O papel do professor e a relação entre educação e cultura



(Artigo escrito no âmbito da disciplina de Ética e Deontologia, Mestrado em Ensino da Filosofia)


Se partirmos de uma definição meramente etimológica, o professor é aquele que professa, ou seja, aquele que serve de veículo a uma doutrina, de um pensamento ou de um conjunto de ideias. Neste contexto, o seu papel é o de transmitir ao outro aquilo que este não sabe, não conhece, não professa. O professor é aquele que cultiva, que faz profissão, que se dedica a algo. Nas primeiras civilizações, muito antes de o professor se assumir como um profissional do ato de professar – ou ensinar se quisermos -, a educação e a transmissão de conhecimento eram exercidos pelos conhecedores do ofício que se pretendia ensinar. Não existia uma verdadeira separação entre o praticante, o artista, o filósofo, o profissional, e o mestre. Poucos tinham acesso a um verdadeiro “sistema de ensino integral”, pelo que estava bem diferenciada a aprendizagem e os seus vários contextos. Na Suméria, no Egipto ou mesmo na Grécia, a aprendizagem da escrita, dos elementos da matemática e da geometria, e de outros conhecimentos considerados “superiores”, não estava acessível a todos, mas apenas a uma elite considerada destinada a administração do estado, ou ao sacerdócio. Os restantes, o povo, estava limitado aos conhecimentos que os seus pais, os seus avós, os seus bisavós, iam eternizando de geração em geração, num processo de transmissão de conhecimentos práticos básicos, suficientes para garantir que o ofício dos antepassados seria praticado pelos descendentes, sem grandes expectativas de ascensão a um outro plano da hierarquia social, garante de uma ordem sancionada pelos deuses. Neste contexto, é legitimo afirmar que o processo educacional – se é que podemos falar assim – servia única e exclusivamente como garante da tradição. A sobrevivência de uma civilização, de uma cultura, a sua perenidade ao longo das eras, a sua supremacia cultural e política, dependia do modo como as novas gerações compreendessem e perpetuassem os costumes, tradições e mitos dos antepassados.

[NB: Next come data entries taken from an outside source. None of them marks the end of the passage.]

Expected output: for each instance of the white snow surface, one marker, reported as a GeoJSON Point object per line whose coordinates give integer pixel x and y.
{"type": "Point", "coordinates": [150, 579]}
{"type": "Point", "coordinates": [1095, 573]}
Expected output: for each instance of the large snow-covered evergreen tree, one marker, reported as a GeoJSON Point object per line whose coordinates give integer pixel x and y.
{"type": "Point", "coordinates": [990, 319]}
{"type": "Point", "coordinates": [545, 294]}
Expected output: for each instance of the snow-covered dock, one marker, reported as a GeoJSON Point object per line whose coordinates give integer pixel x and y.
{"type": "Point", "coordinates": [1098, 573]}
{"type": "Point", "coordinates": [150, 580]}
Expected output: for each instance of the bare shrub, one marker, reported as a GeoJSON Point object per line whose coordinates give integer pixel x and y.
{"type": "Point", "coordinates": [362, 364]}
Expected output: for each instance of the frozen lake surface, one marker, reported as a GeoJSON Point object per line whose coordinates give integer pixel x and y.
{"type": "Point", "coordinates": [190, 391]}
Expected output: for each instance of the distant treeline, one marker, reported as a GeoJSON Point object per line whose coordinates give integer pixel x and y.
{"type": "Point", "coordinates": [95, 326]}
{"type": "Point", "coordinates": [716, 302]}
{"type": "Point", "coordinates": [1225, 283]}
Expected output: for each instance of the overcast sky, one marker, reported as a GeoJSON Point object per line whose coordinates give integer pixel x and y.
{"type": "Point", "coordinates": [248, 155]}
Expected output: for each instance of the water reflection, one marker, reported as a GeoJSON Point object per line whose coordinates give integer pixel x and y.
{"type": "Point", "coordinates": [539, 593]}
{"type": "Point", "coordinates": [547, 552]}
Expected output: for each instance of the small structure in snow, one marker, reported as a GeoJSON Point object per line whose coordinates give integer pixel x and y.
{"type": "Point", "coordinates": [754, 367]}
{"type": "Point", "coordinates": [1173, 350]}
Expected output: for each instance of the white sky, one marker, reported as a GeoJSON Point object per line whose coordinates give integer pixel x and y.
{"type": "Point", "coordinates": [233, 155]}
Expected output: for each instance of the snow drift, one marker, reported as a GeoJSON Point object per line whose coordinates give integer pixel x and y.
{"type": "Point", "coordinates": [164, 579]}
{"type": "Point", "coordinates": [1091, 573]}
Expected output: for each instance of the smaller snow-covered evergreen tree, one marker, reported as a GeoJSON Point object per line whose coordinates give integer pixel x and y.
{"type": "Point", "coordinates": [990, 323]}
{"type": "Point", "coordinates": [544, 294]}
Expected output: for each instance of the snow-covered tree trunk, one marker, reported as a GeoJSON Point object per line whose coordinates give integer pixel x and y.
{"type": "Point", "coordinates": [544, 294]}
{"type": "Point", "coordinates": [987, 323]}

O advento da democracia grega foi acompanhado por uma democratização do processo educacional. Se cada cidadão de pleno direito era chamado, a certa altura da sua vida, a participar da administração da pólis, não se podia esperar que ele desempenhasse bem o seu papel sem um conhecimento elementar da escrita, da aritmética e da cultura gregas. Sabemos também da importância atribuída pelos gregos à cultura do físico, à ideia de “mente sã em corpo são”, à integralidade clássica do desenvolvimento do indivíduo. Integralidade essa da qual somos herdeiros ainda hoje. A importância da palavra, do verbo, a liberdade especulativa e política da Atenas democrática, criou as bases para o surgimento de “escolas”, não no sentido que atribuímos hoje, mas no sentido de movimentos cívicos, sociais, mais ou menos abertos, geralmente iniciados por indivíduos que se consideravam “sábios”, ou pelo menos “amigos da sabedoria”. Não estavam limitados por nenhum programa ou currículo estatal, nenhuma doutrina ou tradição. Ensinavam a “arte de bem falar”, especulavam acerca do mundo fazendo uso de argumentos mais ou menos naturais, traziam consigo conhecimentos geográficos e matemáticos que aprendiam nas suas longas viagens pelo mundo antigo, nomeadamente pelo Egipto, Pérsia e Índia. O contributo destes “filósofos” foi fundamental para a sedimentação de uma forma clássica de ver o mundo. É óbvio que a proliferação destes “mestres profissionais” pôs em evidência muitos charlatães e “demagogos”, tão denunciados por Platão nas suas obras. Claro que a democracia grega não era perfeita, e o caso Sócrates é disso exemplo, acusado de “corromper os jovens e negar os deuses da cidade”, mas em última análise podemos entender isto como uma reação à atitude de um homem que fez cair do pedestal da “sabedoria” muitos falsos sábios que, naturalmente, nutriram contra ele ódio e ressentimento. O que não significa que não fosse ele próprio uma espécie de demagogo… mas isso é outra história.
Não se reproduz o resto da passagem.